Figure 23: Expansion of pcd[2]

fNoParaLast: 0x0 specifies that the text that is referenced by this Pcd might contain a paragraph mark. A value of 0x0001 specifies that there is no paragraph mark. A value of 0x0000 indicates that a paragraph mark might, or might not, be contained in the referenced text.

fc.fc: 0x0000080E specifies the offset, in bytes, in the WordDocument Stream where the text at CP 0x0000000D begins. Because fCompressed is 1, the actual offset is fc/2, or 0x00000407. Because cp[3] is 0x0000000E, there is 1 character at this offset.

fc.fCompressed: 0x1 specifies that the text at offset fc/2 consists of 8-bit ANSI characters, except for the values that are listed in the table in the specification of FcCompressed (section 2.9.73).

prm0.fComplex: 0x0 specifies that this is a Prm0 structure, as opposed to a Prm1 structure.

prm0.isprm: 0x00 specifies that sprmCLbcCRJ is applied to the range of CPs that are referenced by this Pcd. However, an isprm of 0x0000, combined with a val of 0x0000, is a special case that specifies that the CPs that are referenced by this Pcd have no additional formatting from their Pcd.

prm0.val: 0x00, combined with isprm 0x0000, specifies that the CPs that are referenced by this Pcd have no additional formatting from their Pcd.

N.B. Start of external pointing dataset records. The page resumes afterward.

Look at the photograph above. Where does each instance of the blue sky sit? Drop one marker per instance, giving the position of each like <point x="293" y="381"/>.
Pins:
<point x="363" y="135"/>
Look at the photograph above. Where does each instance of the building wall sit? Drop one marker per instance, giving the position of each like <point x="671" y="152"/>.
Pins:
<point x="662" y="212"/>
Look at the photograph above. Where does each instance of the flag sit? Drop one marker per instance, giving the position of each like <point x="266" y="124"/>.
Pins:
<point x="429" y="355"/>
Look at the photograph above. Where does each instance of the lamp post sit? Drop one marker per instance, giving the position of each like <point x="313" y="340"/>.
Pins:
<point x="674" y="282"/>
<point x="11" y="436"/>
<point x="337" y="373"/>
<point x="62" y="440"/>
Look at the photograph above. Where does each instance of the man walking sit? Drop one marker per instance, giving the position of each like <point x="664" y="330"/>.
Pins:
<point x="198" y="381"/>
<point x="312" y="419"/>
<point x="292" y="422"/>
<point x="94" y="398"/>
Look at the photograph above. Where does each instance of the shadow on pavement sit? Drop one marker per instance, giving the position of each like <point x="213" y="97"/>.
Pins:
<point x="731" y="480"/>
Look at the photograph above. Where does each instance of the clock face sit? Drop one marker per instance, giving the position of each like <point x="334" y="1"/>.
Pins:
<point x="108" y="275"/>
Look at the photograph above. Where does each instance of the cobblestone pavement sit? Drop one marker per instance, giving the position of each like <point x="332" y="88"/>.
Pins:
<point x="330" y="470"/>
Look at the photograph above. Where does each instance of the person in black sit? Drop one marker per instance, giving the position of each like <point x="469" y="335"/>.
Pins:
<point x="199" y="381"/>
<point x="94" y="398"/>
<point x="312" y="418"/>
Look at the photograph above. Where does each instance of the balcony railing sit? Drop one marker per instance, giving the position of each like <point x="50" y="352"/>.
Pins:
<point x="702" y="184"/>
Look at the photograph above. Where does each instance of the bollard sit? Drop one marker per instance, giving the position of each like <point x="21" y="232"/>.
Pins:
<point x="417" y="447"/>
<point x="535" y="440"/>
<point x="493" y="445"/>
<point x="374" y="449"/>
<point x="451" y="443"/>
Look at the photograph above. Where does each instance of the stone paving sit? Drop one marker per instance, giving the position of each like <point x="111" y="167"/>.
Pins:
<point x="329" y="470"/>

The following shows the Unicode text at offset 0x00000C22 in the WordDocument Stream. This is an array of two-byte characters. This array is not null-terminated.

Offset

Size

Structure

Value

00000C22

000C

USHORT array - text

00000C22

0002

    USHORT - text[0]

0x0048

00000C24

0002

    USHORT - text[1]

0x0065

00000C26

0002

    USHORT - text[2]

0x006C

00000C28

0002

    USHORT - text[3]

0x006C

00000C2A

0002

    USHORT - text[4]

0x006F

00000C2C

0002

    USHORT - text[5]

0x0020

Figure 9: The text at offset 0x00000C22 in the Table Stream

text[0]: 0x0048 Unicode 'H'.

text[1]: 0x0065 Unicode 'e'.

text[2]: 0x006C Unicode 'l'.

text[3]: 0x006C Unicode 'l'.

text[4]: 0x006F Unicode 'o'.

text[5]: 0x0020 Unicode space.

The following shows the ANSI text at offset 0x00000400 in the WordDocument Stream. This is an array of single byte characters. This array is not null-terminated.

Offset

Size

Structure

Value

00000400

0007

BYTE array - text

00000400

0001

    BYTE - text[0]

0x57

00000401

0001

    BYTE - text[1]

0x6F

00000402

0001

    BYTE - text[2]

0x72

00000403

0001

    BYTE - text[3]

0x6C

00000404

0001

    BYTE - text[4]

0x64

00000405

0001

    BYTE - text[5]

0x2E

00000406

0001

    BYTE - text[6]

0x0D

Figure 10: The text at offset 0x00000400 in the WordDocument Stream

text[0]: 0x57 ANSI 'W'.

text[1]: 0x6F ANSI 'o'.

text[2]: 0x72 ANSI 'r'.

text[3]: 0x6C ANSI 'l'.

text[4]: 0x64 ANSI 'd'.

text[5]: 0x2E ANSI period ('.').

text[6]: 0x0D ANSI paragraph mark.

The following structure shows the ANSI text at offset 0x00000407 in the WordDocument Stream. This is an array of single byte characters. This array is not null-terminated.

Offset

Size

Structure

Value

00000407

0001

BYTE array - text

00000407

0001

    BYTE - text[0]

0x0D

Figure 11: The text at offset 0x00000407 in the WordDocument Stream

text[0]: 0x0D ANSI paragraph mark.

The complete text of this document is therefore, "Hello World", followed by a period and two paragraph marks.